# Clams



## I_8_IT (Jan 31, 2006)

Try this variation of clams casino.
Get you a bucket full of clams
clean the clams!!!!!!! save and wash and dry the shells

now for the good part

a couple sweet peppers Diced (mix up the colors for a nice presentation to your quests)

a couple jalapeno or serrano peppers Diced (you can leave em out if you dont want the heat)

1 softball size sweet onion Diced

1 pound of Bacon cooked and crumbled 

2 beers (1 for you and one for da clams)

1 cup of parmesaen cheese

1 cup Panko bread crumbs (you can find em in the the the isle with the tacos and chow mein )

Note: try usin the rest of the bread crumbs in your breaded fish recipes it is a nice change.

take your shelled clams and soak em in the beer while your dicen up the peppers onion and cookin your bacon and crumblin it. (Keep in da fridge while there soakin)

take your cleaned clam shells and put em on baking sheets

now go get your clams out of the fridge and drain and reserve the juice from the clams and beer till they just drip then put 1 back in each shell.

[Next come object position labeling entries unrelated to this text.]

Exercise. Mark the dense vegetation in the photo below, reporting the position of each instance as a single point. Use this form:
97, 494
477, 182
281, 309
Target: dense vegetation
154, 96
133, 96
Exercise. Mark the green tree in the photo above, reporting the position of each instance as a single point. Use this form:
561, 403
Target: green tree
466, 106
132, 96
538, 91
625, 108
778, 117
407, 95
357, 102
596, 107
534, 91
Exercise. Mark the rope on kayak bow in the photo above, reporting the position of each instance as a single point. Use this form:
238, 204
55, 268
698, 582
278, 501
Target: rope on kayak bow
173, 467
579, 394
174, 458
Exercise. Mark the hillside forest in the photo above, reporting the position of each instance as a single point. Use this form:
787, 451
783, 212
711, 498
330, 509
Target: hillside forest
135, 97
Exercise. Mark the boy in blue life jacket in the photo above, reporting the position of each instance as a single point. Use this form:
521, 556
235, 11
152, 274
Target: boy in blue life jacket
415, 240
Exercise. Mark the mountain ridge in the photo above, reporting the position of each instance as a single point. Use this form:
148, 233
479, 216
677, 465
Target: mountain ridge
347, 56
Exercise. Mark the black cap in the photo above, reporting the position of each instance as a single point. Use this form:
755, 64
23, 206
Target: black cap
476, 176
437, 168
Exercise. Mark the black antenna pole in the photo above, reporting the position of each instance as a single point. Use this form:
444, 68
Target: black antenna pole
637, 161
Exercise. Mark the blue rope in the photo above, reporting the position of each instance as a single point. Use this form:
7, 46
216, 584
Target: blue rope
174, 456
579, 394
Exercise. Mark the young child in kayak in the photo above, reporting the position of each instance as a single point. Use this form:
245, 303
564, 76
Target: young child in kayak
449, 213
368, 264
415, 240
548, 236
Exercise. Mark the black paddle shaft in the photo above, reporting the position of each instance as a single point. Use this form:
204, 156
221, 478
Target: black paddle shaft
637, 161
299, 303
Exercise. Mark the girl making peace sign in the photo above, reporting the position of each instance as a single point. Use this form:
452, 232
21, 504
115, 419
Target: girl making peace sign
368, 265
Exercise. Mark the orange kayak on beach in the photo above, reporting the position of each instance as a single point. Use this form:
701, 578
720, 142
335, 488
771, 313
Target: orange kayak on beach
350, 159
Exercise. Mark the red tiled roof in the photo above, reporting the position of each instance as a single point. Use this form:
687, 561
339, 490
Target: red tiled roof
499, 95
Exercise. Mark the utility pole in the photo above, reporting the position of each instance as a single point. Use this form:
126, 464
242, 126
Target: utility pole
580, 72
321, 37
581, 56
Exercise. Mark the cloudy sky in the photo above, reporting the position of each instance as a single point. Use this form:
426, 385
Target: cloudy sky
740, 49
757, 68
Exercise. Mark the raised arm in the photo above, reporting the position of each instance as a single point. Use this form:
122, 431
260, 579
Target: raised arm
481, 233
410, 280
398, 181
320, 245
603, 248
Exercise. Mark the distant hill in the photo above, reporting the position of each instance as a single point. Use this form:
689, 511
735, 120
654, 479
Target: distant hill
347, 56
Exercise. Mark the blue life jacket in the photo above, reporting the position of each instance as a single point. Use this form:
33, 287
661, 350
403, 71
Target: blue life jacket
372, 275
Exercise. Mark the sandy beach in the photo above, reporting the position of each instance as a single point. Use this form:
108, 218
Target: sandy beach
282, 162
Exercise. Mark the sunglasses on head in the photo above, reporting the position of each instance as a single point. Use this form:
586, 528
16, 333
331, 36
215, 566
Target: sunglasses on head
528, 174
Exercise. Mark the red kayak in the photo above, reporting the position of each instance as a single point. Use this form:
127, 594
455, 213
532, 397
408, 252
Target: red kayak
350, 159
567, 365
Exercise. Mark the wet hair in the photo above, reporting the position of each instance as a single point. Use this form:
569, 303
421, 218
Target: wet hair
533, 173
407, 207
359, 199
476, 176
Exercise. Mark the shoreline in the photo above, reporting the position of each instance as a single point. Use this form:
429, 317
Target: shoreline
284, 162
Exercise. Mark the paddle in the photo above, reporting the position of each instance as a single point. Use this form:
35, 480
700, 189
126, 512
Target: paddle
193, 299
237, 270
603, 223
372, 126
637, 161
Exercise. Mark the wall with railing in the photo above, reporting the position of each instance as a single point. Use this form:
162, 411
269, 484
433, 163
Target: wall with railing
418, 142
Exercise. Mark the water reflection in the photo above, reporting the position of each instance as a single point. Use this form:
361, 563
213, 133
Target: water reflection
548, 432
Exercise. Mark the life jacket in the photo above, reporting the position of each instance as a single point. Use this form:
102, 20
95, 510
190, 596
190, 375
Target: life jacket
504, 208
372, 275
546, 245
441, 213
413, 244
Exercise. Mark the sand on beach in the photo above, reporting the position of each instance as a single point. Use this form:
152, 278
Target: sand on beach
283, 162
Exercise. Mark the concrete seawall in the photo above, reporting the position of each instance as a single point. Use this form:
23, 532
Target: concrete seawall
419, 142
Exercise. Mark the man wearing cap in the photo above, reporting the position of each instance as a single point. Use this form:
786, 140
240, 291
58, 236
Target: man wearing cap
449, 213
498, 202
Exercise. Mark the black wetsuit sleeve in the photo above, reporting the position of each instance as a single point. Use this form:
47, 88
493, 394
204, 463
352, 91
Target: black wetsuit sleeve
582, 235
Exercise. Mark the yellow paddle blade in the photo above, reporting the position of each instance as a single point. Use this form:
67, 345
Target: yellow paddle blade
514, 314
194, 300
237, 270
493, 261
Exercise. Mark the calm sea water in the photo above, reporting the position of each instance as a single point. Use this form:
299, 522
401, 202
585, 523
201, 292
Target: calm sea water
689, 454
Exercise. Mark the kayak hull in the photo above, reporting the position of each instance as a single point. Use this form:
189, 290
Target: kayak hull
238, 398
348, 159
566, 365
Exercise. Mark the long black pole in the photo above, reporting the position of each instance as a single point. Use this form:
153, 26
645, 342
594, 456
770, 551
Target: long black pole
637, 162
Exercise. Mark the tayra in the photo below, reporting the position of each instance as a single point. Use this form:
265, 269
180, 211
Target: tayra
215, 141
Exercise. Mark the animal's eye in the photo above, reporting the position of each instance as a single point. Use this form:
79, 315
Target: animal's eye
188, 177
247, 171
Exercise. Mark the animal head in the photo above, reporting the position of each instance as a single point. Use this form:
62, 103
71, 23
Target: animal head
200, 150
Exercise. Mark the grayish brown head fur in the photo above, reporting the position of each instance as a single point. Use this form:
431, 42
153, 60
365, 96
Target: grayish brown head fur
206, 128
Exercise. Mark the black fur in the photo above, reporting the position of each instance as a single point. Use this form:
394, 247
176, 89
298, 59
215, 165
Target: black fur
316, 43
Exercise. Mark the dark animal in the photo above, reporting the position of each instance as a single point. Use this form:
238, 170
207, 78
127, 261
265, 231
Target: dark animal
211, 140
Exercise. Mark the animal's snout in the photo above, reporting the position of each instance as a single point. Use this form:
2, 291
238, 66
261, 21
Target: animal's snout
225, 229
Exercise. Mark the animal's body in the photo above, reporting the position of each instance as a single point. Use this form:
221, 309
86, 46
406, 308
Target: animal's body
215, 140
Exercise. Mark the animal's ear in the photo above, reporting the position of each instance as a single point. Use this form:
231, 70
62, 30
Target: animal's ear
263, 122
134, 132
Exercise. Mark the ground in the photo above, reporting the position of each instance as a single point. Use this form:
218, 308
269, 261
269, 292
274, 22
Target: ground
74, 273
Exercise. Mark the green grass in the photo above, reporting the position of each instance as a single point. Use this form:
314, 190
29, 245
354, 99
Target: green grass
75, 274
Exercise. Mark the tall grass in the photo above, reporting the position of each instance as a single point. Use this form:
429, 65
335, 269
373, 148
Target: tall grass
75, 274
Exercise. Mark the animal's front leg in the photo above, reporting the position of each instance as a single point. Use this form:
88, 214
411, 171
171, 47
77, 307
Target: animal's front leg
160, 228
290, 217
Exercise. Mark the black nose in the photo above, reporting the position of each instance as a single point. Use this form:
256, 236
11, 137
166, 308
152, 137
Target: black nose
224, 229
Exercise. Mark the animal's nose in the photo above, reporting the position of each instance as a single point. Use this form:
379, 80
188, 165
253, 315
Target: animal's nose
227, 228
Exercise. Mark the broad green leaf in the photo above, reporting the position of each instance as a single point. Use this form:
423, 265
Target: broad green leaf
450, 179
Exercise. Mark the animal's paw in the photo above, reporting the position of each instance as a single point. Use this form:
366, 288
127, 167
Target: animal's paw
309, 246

mix the peppers onions and bacon together fill the shell to level with this mix

now add about 1/2 tsp of the juice to each shell

mix the panko bread crumbs and parmesan cheese and put about a tablespoon or so on top of each shell

bake at 375 for about 15 min or until the bread crumbs and cheese get golden brown.

while there bakin go get your favorite beer and prepare for a feast. Serve when shells are just cool enough to handle

i also like to add just a couple drops of franks red hot to the juice before i put em in but i like em hot

Enjoy my friends


----------